Anyway, I proceeded with the choma upsampling error (CUE) test. CUE is a defect in many DVD MPEG decoders that causes striping or banding in strong colors (especially red). You can read more information about it at www.hometheaterhifi.com. Sony has a terrible reputation with all their progressive scan players having the CUE bug. I used the TRON DVD as the test platform, as it’s filled with lots of red lines on the characters, vehicles and sets. To my pleasant surprise, I found the CUE bug to be non existent in this unit! Excellent job, Sony! Plus 10 points!
Next, I tested the “Bad Edit” problem that exists on TV shows that were shot on film but then edited on video. On bad deinterlacers, camera angle changes can cause a “combing” effect on the screen for at least one frame while the deinterlacer tries to regain the 3:2 pulldown cadence. I tested this using the opening credits to Buffy using Disc 1 of the Season 3 set. The player passed with flying colors here, showing no evidence of combing during this torture test. 5 extra points added.
Next up: the layer change test. Unfortunately, this player takes about 1.5 seconds to change layers. In addition, if you have the Auto Display turned on in setup (your on-screen display), you’ll see “Play” come up after the layer change completes! Also, it takes a second for the deinterlacer to get back into film mode so you’ll see combing after the layer change. Very annoying, -5 points.
The last playback feature I tested was the resume feature. This is very important when watching TV shows that have very long FBI warnings and introduction screens that you can’t skip, such as the Rocky & Bullwinkle and Transformers TV sets. If I watch 1 or 2 episodes and decide to watch the rest of them later, I want the DVD player to remember where I was. Unfortunately, the GX7 only remembers what it’s played if you have the DVD in the drive. The moment you eject the disc, that’s it, syanarra. -5 more points.
Now on to the recording features. Recording itself is fairly easy, but I must say I don’t like having all the record buttons hidden in a seperate compartment on the remote. Why did they make two pause and stop buttons (1 for playback, 1 for record)? This just makes it more difficult to program the buttons on my AV3000 remote. Anyway, the timer recording feature was very easy to work with, and the plethora of 6 recording “speeds” to choose from makes for great choice depending on what you’re recording. I would suggest EP for your TV time shifting and SP/HSP for archiving. I’ll give Sony +15 points for recording features but -5 points for poor remote control planning.
Now the bad stuff… reading through the manual’s “Advanced Editing” section, I see that most of the features require -RW discs running in VR mode.

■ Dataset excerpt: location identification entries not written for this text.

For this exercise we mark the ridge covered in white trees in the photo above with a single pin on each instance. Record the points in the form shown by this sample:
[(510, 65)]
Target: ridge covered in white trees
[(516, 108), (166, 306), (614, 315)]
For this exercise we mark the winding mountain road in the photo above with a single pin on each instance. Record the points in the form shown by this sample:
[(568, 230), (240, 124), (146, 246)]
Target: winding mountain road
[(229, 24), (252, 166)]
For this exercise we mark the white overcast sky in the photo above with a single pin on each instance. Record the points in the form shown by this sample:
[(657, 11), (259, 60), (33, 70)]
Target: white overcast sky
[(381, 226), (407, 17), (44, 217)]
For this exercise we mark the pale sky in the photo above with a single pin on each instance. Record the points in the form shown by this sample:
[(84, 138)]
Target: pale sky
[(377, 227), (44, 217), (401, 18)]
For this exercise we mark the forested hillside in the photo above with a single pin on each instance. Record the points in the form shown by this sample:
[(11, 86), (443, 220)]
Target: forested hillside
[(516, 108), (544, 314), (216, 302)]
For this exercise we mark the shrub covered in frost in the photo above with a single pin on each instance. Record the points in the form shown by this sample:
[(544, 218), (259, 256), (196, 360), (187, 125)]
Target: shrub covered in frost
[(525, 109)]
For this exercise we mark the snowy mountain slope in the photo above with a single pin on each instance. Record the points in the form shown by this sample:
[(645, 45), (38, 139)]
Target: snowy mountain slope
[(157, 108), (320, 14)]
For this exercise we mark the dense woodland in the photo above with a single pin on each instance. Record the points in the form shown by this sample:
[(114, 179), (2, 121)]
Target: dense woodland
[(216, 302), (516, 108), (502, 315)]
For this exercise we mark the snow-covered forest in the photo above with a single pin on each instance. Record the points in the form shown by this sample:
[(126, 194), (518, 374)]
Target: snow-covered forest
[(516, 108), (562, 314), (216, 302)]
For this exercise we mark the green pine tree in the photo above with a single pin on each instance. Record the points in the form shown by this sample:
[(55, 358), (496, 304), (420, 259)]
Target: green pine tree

This is disappointing since I’m a supporter of the +R/RW format and I currently only have +RW discs to work with. I find this very strange since Sony was a strong advocator of the +R/RW format and the fact that the +VR mode wasn’t included is yet another disappointment. Unlike the -VR format, +VR is supposed to be readable on DVD-Rom drives and is more compatible with standard DVD players than -VR (see www.dvdplusrw.org for more details). Sorry Sony, subtract another 10 points for that blunder.
I tried the Sync-Record feature with my Bell ExpressVu 3100 receiver. The GX7 is supposed to detect when the receiver turns on and a video signal comes in through Line 1 to start recording. Unfortunately, I couldn’t get it to work. I guess the GX7’s detection isn’t very strong. -5 points.
All-in-all, this player fails my expectations. I ended up with a score of -10 for this review. I will be returning this unit, but not before I transfer some VHS stuff over to DVD. I have 30 days to return it, after all! I hope that Sony’s 2004 recorder is more promising… you don’t really get what you pay for with this model!